L’improbable est même quelquefois hautement improbable.
 
LA GROTTE

Enrique de Cordoba se faufilait dans la jungle. Il avait perdu l’équipage de sa caravelle, La Felicita, qui avait échouée sur les côtes de ce pays inconnu à ce jour, qui deviendra bien plus tard, Panama.
Seul, affamé après quinze jours de marche sans savoir quoi ou qu’est-ce. Heureusement l’eau ne manque pas, mais les poissons sont insaisissables et le gibier trop véloce pour Enrique de Cordoba.
Pour échapper aux fauves durant la nuit, il s’était installé sur une branche en hauteur.
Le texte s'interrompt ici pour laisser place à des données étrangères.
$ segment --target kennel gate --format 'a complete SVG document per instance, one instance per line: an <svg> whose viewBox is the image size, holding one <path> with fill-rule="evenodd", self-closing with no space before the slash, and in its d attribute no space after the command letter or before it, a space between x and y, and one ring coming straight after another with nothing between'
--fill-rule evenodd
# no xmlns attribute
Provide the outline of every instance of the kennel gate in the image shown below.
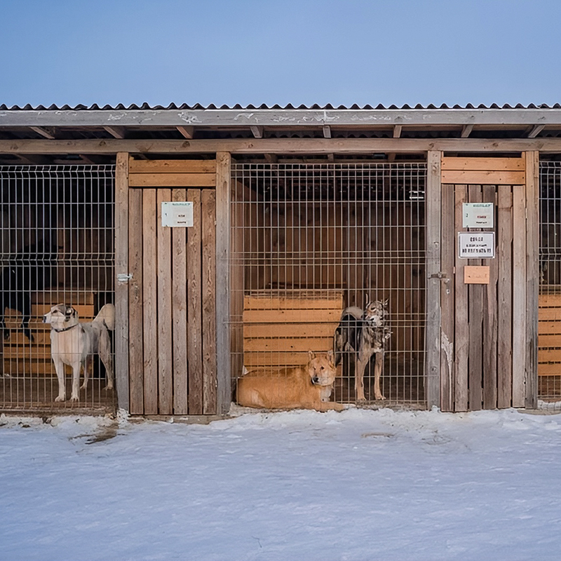
<svg viewBox="0 0 561 561"><path fill-rule="evenodd" d="M89 321L114 302L114 175L110 165L0 167L2 295L11 295L11 305L20 309L3 311L10 337L0 337L1 410L114 408L114 391L103 389L104 369L97 359L79 401L55 402L50 326L42 323L55 304L71 304L81 321ZM18 302L27 298L32 342L20 329ZM71 377L67 369L67 398Z"/></svg>
<svg viewBox="0 0 561 561"><path fill-rule="evenodd" d="M442 157L438 166L442 408L534 407L538 154ZM481 203L492 205L493 222L485 227L464 222L466 205ZM466 234L475 244L482 234L494 235L494 257L461 257L459 236Z"/></svg>
<svg viewBox="0 0 561 561"><path fill-rule="evenodd" d="M245 370L302 364L309 350L331 349L342 309L370 298L389 303L387 403L425 406L426 175L425 163L232 163L234 399ZM353 403L345 354L334 398Z"/></svg>

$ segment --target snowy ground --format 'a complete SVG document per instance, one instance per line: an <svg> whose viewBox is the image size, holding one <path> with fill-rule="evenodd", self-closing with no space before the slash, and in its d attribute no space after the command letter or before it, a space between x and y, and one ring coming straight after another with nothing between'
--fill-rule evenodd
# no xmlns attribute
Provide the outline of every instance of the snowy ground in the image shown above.
<svg viewBox="0 0 561 561"><path fill-rule="evenodd" d="M2 560L561 558L561 415L0 424Z"/></svg>

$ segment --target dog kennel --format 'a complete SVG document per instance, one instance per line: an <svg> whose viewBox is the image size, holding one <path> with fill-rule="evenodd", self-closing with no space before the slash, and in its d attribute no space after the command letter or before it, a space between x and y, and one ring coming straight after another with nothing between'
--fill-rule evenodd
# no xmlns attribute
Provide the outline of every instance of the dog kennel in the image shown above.
<svg viewBox="0 0 561 561"><path fill-rule="evenodd" d="M540 162L538 397L561 399L561 162Z"/></svg>
<svg viewBox="0 0 561 561"><path fill-rule="evenodd" d="M245 372L333 349L343 311L367 302L387 302L389 334L386 399L372 399L372 356L367 405L561 400L561 107L0 116L2 410L224 414ZM164 225L168 204L192 222ZM109 302L115 390L95 364L78 403L55 403L41 318L65 303L91 320ZM357 401L352 347L342 403Z"/></svg>
<svg viewBox="0 0 561 561"><path fill-rule="evenodd" d="M50 326L43 323L59 304L89 322L114 302L114 177L113 165L0 167L3 410L114 408L114 391L104 389L97 358L79 400L68 400L72 370L66 367L67 400L55 401Z"/></svg>
<svg viewBox="0 0 561 561"><path fill-rule="evenodd" d="M309 351L332 349L344 309L387 300L382 393L388 403L424 403L426 163L231 169L234 395L245 372L302 365ZM356 403L353 356L344 349L335 401Z"/></svg>

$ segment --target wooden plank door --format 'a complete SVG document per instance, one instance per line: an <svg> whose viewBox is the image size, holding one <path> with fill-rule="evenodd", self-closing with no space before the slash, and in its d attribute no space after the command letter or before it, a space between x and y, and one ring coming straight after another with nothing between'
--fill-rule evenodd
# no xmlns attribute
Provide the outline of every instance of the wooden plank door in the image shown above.
<svg viewBox="0 0 561 561"><path fill-rule="evenodd" d="M136 162L133 169L142 169ZM133 414L215 414L216 191L199 164L182 180L147 166L128 189L130 411ZM180 170L182 168L180 168ZM198 177L195 177L195 175ZM171 178L171 179L170 179ZM164 187L170 181L180 187ZM203 188L184 188L203 183ZM139 187L130 185L138 184ZM151 187L155 185L155 187ZM161 224L162 203L193 203L193 226Z"/></svg>
<svg viewBox="0 0 561 561"><path fill-rule="evenodd" d="M442 159L443 410L528 407L535 400L535 159L534 153L522 158ZM489 181L494 182L484 182ZM464 228L466 203L492 203L492 228ZM459 232L475 236L480 231L494 232L494 258L460 257ZM474 266L478 269L466 269ZM473 283L468 273L485 273L485 282Z"/></svg>

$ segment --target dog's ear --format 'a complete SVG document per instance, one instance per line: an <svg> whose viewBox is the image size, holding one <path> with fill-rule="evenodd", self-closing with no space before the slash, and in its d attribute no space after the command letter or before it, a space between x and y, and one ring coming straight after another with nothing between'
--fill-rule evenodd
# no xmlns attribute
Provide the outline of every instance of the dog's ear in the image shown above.
<svg viewBox="0 0 561 561"><path fill-rule="evenodd" d="M65 321L70 321L70 319L76 316L76 310L72 306L67 306L65 310Z"/></svg>

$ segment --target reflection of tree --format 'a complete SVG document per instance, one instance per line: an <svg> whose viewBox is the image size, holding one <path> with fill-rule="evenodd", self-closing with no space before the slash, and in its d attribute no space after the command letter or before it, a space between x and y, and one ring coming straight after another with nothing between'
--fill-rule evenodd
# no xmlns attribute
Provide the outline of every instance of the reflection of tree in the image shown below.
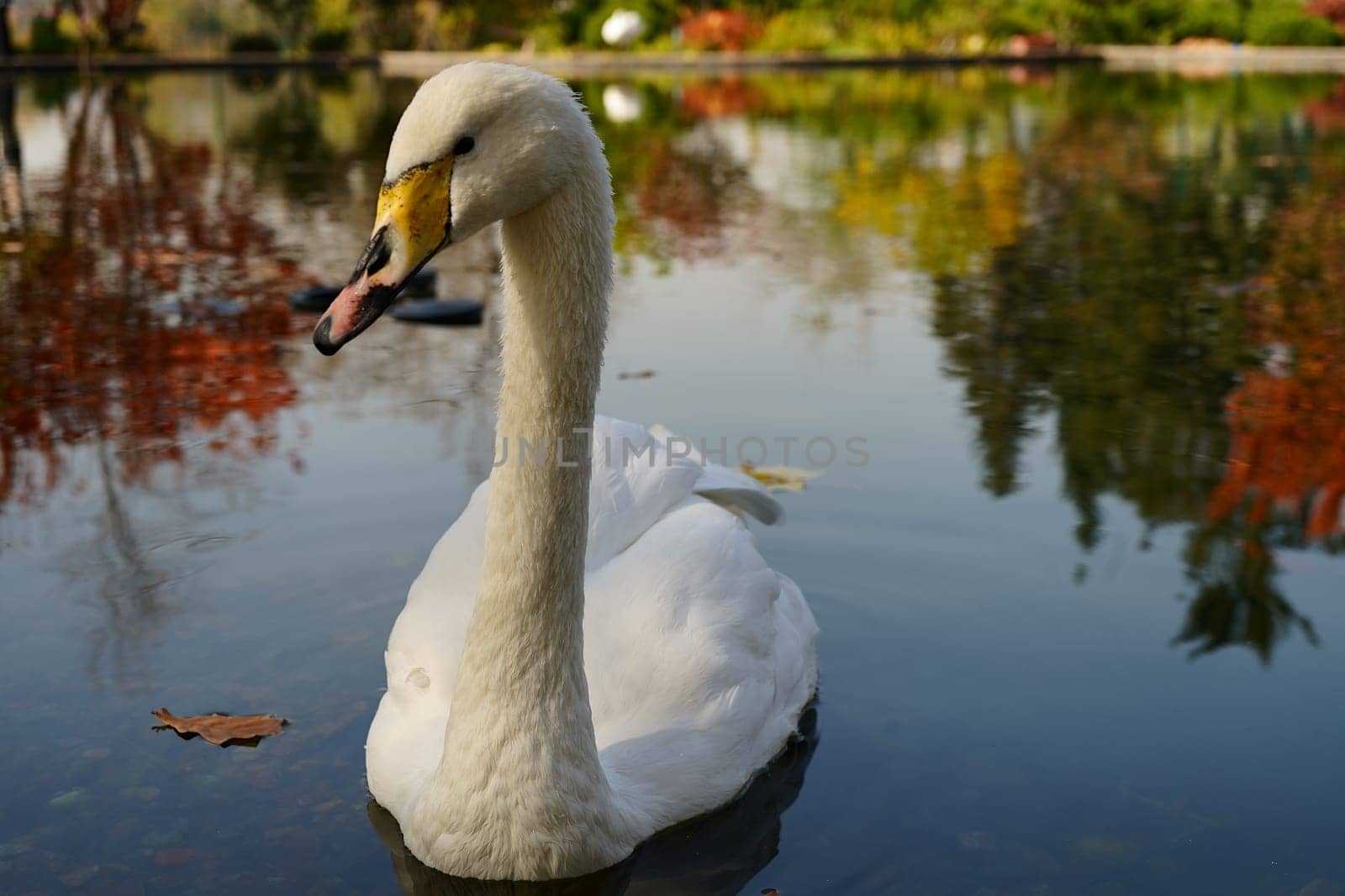
<svg viewBox="0 0 1345 896"><path fill-rule="evenodd" d="M1018 488L1025 437L1052 412L1085 551L1100 540L1107 494L1150 527L1192 527L1194 595L1178 641L1197 654L1245 643L1268 658L1287 633L1311 637L1275 587L1274 549L1338 529L1345 426L1328 411L1341 407L1345 377L1321 359L1338 357L1340 300L1328 297L1340 290L1293 310L1266 292L1283 297L1291 278L1264 257L1276 228L1317 253L1325 244L1306 222L1264 214L1287 200L1305 146L1236 94L1223 113L1141 114L1080 90L1026 150L1015 189L1028 223L1013 239L998 239L989 206L947 212L986 218L983 270L916 253L936 278L935 332L966 384L985 486ZM1307 332L1317 349L1305 348ZM1310 377L1247 372L1260 349L1286 344L1309 359ZM1283 510L1275 525L1272 508Z"/></svg>
<svg viewBox="0 0 1345 896"><path fill-rule="evenodd" d="M712 83L721 82L690 82L679 103L654 85L640 85L639 128L611 126L594 116L612 165L620 257L667 261L720 255L726 249L728 226L755 203L745 168L713 133L689 129L710 114ZM686 91L691 91L690 103ZM600 90L589 86L585 93L588 105L601 109Z"/></svg>
<svg viewBox="0 0 1345 896"><path fill-rule="evenodd" d="M91 543L71 539L61 566L100 609L91 662L120 678L183 575L151 559L163 544L136 508L233 493L222 463L280 449L277 414L297 398L276 345L295 271L249 181L204 145L152 136L124 85L73 95L65 120L65 165L24 185L22 249L0 267L0 510L62 485L97 498ZM93 492L78 473L90 455Z"/></svg>
<svg viewBox="0 0 1345 896"><path fill-rule="evenodd" d="M249 185L204 146L151 137L120 87L77 98L67 152L4 267L0 502L39 500L58 449L94 435L126 482L180 462L191 431L234 457L273 450L296 395L273 345L293 266Z"/></svg>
Il a mal dormi et il a mal au dos.
Il remarque une falaise devant lui. “Est-ce que je fais demi-tour”, pense-t-il. Ses mains griffées écartent de grosses feuilles... et la vision d’un trou dans la falaise lui donne un espoir. L’espoir de pouvoir se reposer à l’abri. “Pourvu qu’il n’y ait aucun ours dans ce pays maudit”, prie-t-il.
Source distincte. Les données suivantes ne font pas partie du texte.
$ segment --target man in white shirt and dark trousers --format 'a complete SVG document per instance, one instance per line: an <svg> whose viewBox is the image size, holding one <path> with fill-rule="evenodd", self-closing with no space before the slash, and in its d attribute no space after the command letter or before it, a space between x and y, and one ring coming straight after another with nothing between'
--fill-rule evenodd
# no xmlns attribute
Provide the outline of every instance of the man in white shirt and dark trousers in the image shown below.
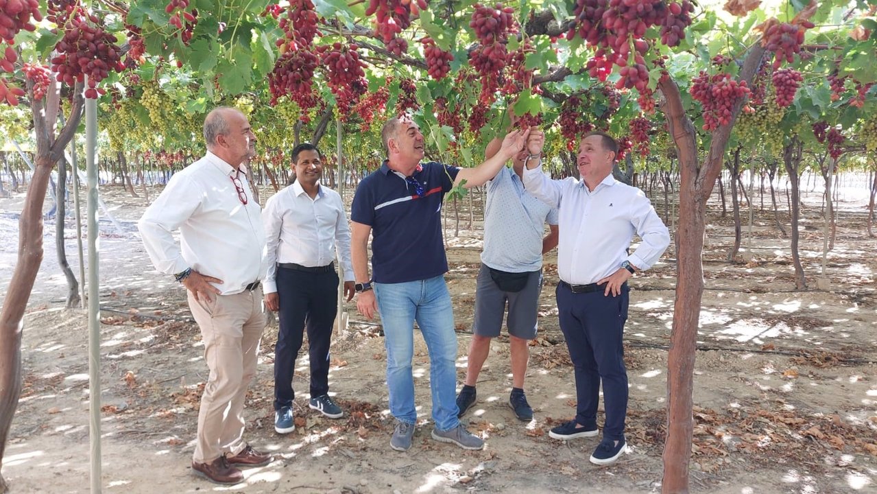
<svg viewBox="0 0 877 494"><path fill-rule="evenodd" d="M261 210L243 163L256 138L240 111L220 107L204 119L207 154L174 174L138 226L155 268L189 291L204 341L210 376L201 397L192 470L211 482L237 483L238 467L271 456L243 440L246 390L256 375L265 328L260 280L265 233ZM172 232L180 229L180 246Z"/></svg>
<svg viewBox="0 0 877 494"><path fill-rule="evenodd" d="M514 124L514 117L512 123ZM531 134L531 139L544 139ZM485 150L485 158L496 154L502 145L495 138ZM528 146L533 146L528 141ZM538 145L542 148L541 143ZM542 254L557 246L557 210L524 190L521 177L523 149L512 160L512 168L500 168L488 182L484 207L484 248L475 289L475 313L472 325L468 362L463 388L457 395L460 415L475 404L478 376L490 353L490 340L499 336L508 304L506 326L512 388L509 405L519 420L531 420L533 409L524 392L524 379L530 357L528 341L536 338L539 293L542 291ZM545 234L547 223L550 233Z"/></svg>
<svg viewBox="0 0 877 494"><path fill-rule="evenodd" d="M344 273L344 291L353 297L350 227L338 192L322 187L323 161L310 143L292 150L296 182L265 204L267 239L265 306L280 312L275 348L275 430L296 429L292 378L296 358L308 330L310 357L310 408L330 419L344 415L329 396L329 346L338 312L339 276L335 250Z"/></svg>
<svg viewBox="0 0 877 494"><path fill-rule="evenodd" d="M615 462L626 447L627 280L651 268L670 244L667 226L645 195L613 178L617 152L612 137L590 132L579 144L581 181L550 179L542 172L538 153L527 157L524 172L527 190L560 211L557 307L575 370L575 418L549 435L560 440L597 435L602 383L603 439L590 457L598 465ZM628 254L634 234L642 242Z"/></svg>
Il s’approche avec circonspection, le plus silencieusement possible.
Le nez en avant, il hume l’air, histoire de sentir une odeur animale. “Non... rien que de l’humidité”.
Rassuré, il entre à l’intérieur avec un rondin de bois trouvé à l’entrée. Il déchire une manche de sa chemise. Entoure un bout du morceau de bois avec le tissu. Sort son briquet.
La flamme vacillante éclaire la trouée dans la falaise. Le couloir semble sans fin. Il avance. Il essaye de toujours sentir la présence ou pas d’un animal. Mais rien. Uniquement le rebond du son de ses pas et de sa respiration, qui comme les cailloux que l’on lance sur l’eau, rebondissent sur la surface en déclinant à chaque saut.
Il sourit.
— Oh oh ! lance-t-il dans la nuit de cette caverne.
“OH OH... oh oh... oh oh... oh...” rebondit jusqu’à disparaître, inaudible.
— Enchanté de vous croiser ici !
“chanté de vous croiser ici !... té de vous croiser ici !... vous croiser ici !... ser ici !... ci !...”
“Si je continue, je vais finir par me faire la conversation”, se dit-il.
— Oui merci, c’est gentil, entend-il.
Une voix caverneuse vient de le pétrifier, il n’ose bouger un cil.
Il attend plusieurs minutes, immobile et silencieux, respirant à peine.
— Y a quelqu’un ici ? questionne-t-il.
“a quelqu’un ici ?... qu’un ici ?... ci ?”, ce n’est que le rebond de l’écho sur les parois rocheuses de cette grotte. Il écoute, attendant la réponse, toujours sans bouger durant de longues minutes dans la lueur de la torche.
“J’ai dû délirer” pense-t-il. Il reprend sa progression avec prudence.
— Dites, pour changer à Nation... quelle ligne ?
Enrique a failli tomber. “Je deviens fou !” Encore cette voix grave et caverneuse... gutturale.
— Quelle nation ? demande-t-il.
“Elle nation ?... nation... tion...”
— Mais qui est là ? Montrez-vous ! insiste-t-il.
“i est là ? Montrez-vous !... là ? Montrez-vous !... ontrez-vous !... ez-vous !... ous !”
Un vrombissement sourd, lointain, lui parvient aux oreilles. Un son qu’il n’arrive pas à expliquer, ce n’est pas celui d’un animal ni un tremblement de terre. Rien qu’il ne connaisse.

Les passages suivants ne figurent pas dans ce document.